KARANGASEM
REGENCY
During the 18th centuries, Karangasem was the most powerful kingdom
in Bali but in the middle of the last century, it became a vassal
of Lombok. Covering 861 sq. km, Karangasem regency is well known
for its breath taking landscapes which have been formed by lava
flows from Gunung Agung, the sacred mountain of Bali.
Beautiful terraced paddy fields lie at the lower southeastern slopes
of the regency while coffee and clove plantations are found higher
up. Salt panning and fishing are the major economic activities in
the coastal areas.
Standing 3,142 meters high, Gunung Agung made disaster news on
17th March, 1963 when its crater exploded, spewing rivers of Java
and hot volcanic mud down its slopes and into the sea. Ash rained
over the whole island, and lava streams covering roads isolated
its eastern end. Large areas of crops and many villages and temples
were wiped out.
Thousands of people were either burned to death or suffocated by
the searing clouds of hot gas rushing down the volcanic slopes.
The villages of Sorga and Lebih, situated high on the slopes of
Agung, were totally destroyed. As if by a miracle, Besakih, just
six kilometers from the crater, suffered little damage. Nowadays,
Mount Agung is quiet and the mother temple Pura Besakih perched
1000 meters up the slope attracts a steady stream of devotees and
tourists.
Pura besakih is Bali's most important and probably best kept temple,
consisting of about 30 separate temples in seven terraces that ascend
up the hill. Every district in Bali has its own shrine or temple
at Besakih and besides honoring Ida Sang Hyang Widi ( God Almighty
), all Balinese gods and goddesses are also honored.
If you want to climb Mount Agung, you must request permission from
the temple authorities, as no one should stand higher than the temple
when a ceremony is being held.
You can ascend the mountain from behind the temple or through the
village of Sebudi village, near Selat. It's tough 6-8 hour climb
and you are recommended to leave in the early morning and hire a
guide.
Padang Bai is the port for the ferry service to Lombok. It's a
sleepy fishing village situated in a perfectly sheltered bay. The
beach is picturesque and quaint with a long sweep of sand where
colorful boats are drawn up on the beach.
From Padang Bai the road follows a beautiful stretch inland and
turns off at the mountain village of Tenganan.
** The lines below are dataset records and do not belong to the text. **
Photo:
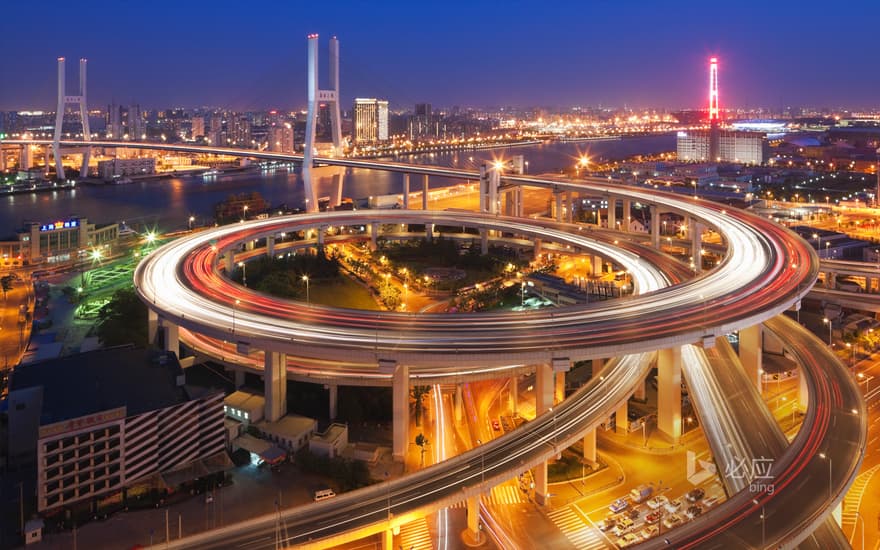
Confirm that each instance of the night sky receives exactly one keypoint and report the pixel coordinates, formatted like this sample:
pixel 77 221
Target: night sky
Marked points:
pixel 252 54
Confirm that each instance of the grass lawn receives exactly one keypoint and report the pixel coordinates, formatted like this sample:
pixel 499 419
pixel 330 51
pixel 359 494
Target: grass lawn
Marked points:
pixel 342 293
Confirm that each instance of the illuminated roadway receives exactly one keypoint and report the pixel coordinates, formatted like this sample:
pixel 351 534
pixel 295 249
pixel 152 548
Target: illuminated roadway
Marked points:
pixel 764 274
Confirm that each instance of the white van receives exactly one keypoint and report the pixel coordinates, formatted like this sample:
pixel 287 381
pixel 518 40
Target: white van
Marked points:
pixel 324 494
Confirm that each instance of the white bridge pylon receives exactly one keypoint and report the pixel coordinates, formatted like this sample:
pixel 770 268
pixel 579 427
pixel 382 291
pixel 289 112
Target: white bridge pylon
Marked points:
pixel 316 97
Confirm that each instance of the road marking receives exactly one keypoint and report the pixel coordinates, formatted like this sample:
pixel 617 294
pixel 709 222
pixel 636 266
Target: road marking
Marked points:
pixel 415 535
pixel 581 535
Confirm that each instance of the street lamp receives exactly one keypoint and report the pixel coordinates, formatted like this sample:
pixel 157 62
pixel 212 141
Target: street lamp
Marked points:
pixel 243 267
pixel 763 523
pixel 823 456
pixel 827 321
pixel 482 464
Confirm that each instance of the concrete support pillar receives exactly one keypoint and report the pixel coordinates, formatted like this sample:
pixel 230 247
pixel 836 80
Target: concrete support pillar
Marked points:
pixel 484 188
pixel 750 352
pixel 803 393
pixel 514 393
pixel 152 326
pixel 494 184
pixel 425 192
pixel 621 420
pixel 590 445
pixel 655 226
pixel 333 395
pixel 612 212
pixel 543 401
pixel 26 157
pixel 374 235
pixel 639 392
pixel 696 245
pixel 171 337
pixel 669 392
pixel 400 410
pixel 597 266
pixel 275 384
pixel 559 393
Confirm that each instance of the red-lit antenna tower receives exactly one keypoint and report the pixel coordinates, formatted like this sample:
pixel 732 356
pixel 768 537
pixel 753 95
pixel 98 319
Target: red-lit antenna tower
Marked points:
pixel 714 113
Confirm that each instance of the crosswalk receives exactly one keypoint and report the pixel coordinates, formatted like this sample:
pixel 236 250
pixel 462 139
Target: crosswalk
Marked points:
pixel 415 535
pixel 580 534
pixel 853 499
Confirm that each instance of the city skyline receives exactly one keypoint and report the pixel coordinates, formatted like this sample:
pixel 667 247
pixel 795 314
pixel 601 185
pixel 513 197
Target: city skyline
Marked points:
pixel 653 58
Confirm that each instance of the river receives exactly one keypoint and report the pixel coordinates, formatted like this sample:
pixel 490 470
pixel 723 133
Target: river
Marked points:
pixel 167 204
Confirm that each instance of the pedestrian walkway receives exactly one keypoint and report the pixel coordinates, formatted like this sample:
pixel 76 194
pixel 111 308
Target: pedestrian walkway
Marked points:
pixel 852 503
pixel 581 535
pixel 415 536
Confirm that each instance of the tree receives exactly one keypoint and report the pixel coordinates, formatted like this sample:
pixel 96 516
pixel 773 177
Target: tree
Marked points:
pixel 418 394
pixel 421 441
pixel 123 320
pixel 6 284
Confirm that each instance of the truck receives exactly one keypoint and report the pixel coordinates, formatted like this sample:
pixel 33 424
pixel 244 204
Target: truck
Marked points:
pixel 641 493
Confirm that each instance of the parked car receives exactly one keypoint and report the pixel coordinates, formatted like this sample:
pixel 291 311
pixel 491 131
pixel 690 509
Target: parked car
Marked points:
pixel 641 493
pixel 624 524
pixel 657 502
pixel 608 523
pixel 694 511
pixel 671 521
pixel 649 532
pixel 673 505
pixel 618 505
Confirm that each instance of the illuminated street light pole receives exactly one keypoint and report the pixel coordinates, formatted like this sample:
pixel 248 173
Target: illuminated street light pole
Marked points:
pixel 243 267
pixel 823 456
pixel 827 321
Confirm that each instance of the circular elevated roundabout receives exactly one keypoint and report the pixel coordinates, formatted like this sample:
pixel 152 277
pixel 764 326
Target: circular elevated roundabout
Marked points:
pixel 764 272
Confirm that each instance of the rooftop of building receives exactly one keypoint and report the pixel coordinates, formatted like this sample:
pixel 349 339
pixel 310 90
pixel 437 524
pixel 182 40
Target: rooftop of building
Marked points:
pixel 86 383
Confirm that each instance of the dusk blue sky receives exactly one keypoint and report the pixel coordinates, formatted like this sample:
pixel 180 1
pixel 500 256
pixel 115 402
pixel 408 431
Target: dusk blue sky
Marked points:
pixel 252 54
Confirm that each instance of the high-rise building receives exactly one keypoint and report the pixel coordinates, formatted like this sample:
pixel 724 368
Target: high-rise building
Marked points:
pixel 137 128
pixel 370 120
pixel 238 129
pixel 280 138
pixel 114 122
pixel 198 127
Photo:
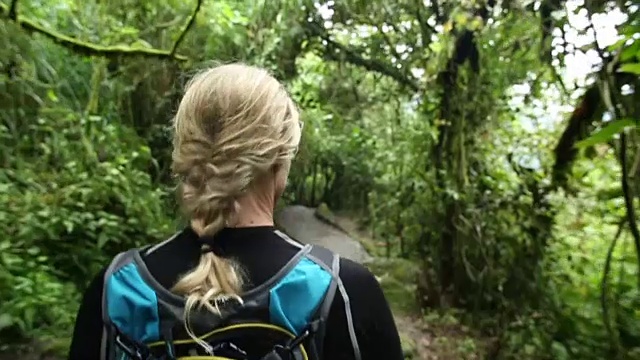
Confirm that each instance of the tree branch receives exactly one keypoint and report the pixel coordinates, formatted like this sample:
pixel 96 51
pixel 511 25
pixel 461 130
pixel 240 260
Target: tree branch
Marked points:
pixel 188 26
pixel 425 29
pixel 611 96
pixel 351 56
pixel 605 284
pixel 13 10
pixel 89 49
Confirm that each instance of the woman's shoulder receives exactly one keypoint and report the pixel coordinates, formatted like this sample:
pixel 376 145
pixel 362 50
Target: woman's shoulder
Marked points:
pixel 355 275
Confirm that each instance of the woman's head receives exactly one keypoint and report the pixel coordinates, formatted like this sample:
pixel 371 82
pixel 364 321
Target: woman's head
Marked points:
pixel 235 133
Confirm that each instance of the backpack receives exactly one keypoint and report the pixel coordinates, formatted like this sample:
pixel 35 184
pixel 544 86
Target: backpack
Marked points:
pixel 282 319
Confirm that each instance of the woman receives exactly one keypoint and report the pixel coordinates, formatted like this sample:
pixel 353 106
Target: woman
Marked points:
pixel 235 134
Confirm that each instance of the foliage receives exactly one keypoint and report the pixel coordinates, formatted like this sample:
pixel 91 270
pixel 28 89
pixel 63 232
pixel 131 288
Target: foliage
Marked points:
pixel 490 184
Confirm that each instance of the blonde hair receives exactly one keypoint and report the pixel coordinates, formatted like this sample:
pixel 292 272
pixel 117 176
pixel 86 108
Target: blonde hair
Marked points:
pixel 234 124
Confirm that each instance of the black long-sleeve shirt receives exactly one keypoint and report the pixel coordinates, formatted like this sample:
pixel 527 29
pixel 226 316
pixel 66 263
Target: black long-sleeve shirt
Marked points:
pixel 261 252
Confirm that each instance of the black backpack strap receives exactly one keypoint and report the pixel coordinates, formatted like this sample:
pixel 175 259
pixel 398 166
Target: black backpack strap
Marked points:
pixel 330 261
pixel 108 332
pixel 111 336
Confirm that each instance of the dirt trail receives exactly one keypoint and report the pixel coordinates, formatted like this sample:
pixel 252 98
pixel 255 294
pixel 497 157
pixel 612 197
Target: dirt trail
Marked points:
pixel 302 224
pixel 337 234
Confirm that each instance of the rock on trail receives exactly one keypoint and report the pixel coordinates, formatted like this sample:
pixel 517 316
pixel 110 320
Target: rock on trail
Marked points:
pixel 303 224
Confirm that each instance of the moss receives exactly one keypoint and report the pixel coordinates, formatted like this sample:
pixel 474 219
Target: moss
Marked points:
pixel 397 279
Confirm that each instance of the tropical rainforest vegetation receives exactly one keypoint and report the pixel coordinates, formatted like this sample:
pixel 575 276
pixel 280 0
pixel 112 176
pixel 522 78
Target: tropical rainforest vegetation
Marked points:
pixel 492 143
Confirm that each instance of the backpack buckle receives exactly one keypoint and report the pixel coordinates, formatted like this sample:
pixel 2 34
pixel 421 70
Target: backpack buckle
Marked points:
pixel 133 350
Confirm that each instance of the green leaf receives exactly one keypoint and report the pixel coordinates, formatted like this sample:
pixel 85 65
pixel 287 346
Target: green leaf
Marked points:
pixel 606 133
pixel 633 68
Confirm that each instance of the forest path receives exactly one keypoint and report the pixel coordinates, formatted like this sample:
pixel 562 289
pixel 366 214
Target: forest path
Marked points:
pixel 339 233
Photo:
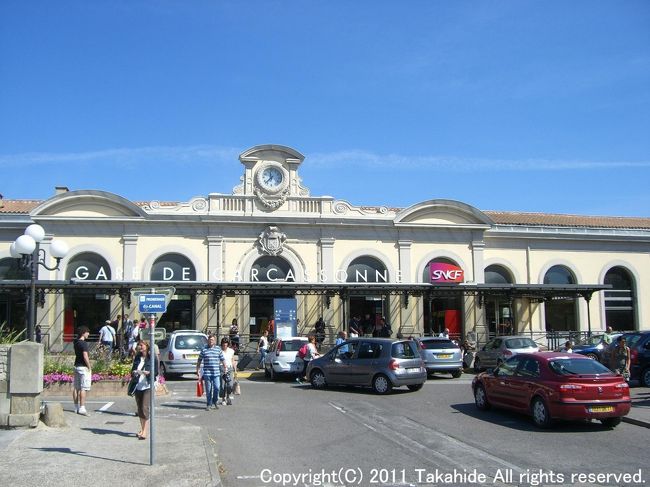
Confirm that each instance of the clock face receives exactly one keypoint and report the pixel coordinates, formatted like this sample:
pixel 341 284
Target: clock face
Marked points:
pixel 272 178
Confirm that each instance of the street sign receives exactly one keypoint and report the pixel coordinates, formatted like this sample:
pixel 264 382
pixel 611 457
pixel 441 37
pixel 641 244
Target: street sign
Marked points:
pixel 152 303
pixel 158 334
Tenganan is a Bali
Aga village - one of the few Balinese communities to resist the
Majapahit invasion of 1343.
It is walled village consisting of two rows of identical houses.
This is the only place in Indonesia where double weaving ikat, Geringsing,
is produced. The village is also famous for its lontar sacred books,
traditional Balinese palm leaf books.
One of coastal road 13 kilometers from Tenganan is the once quiet
fishing village of Candi dasa. you can expect to find plenty of
accommodation, restaurants, bars, souvenir shops, and some nightlife.
There are fantastic views from the headland and on a clear day Agung
Mountain rises magnificently behind the range of coastal hills.
The main town and capital of the Karangasem district is Amlapura.
Puri Agung Karangasem palace is an imposing reminder of the time
Karangasem was a kingdom. It has a three-tiered gate and beautiful
sculptured panels on the outside.
Six kilometers from Amlapura you will find the tirtaganga wate
palace. This palace, built around 1947 by Amlapura's water loving
king, is a place of beauty and solitude. The palace contains a network
of pools and a swimming pool fed by a natural spring, surrounded
by some of the most beautiful rice terraces in Bali.
North of Tirtagangga is Tulamben. SS Liberty, the American war
ship sunk by the Japanese in 1942, lies just off the beach and is
anywhere on this barren coast, but worth a pause on your travels.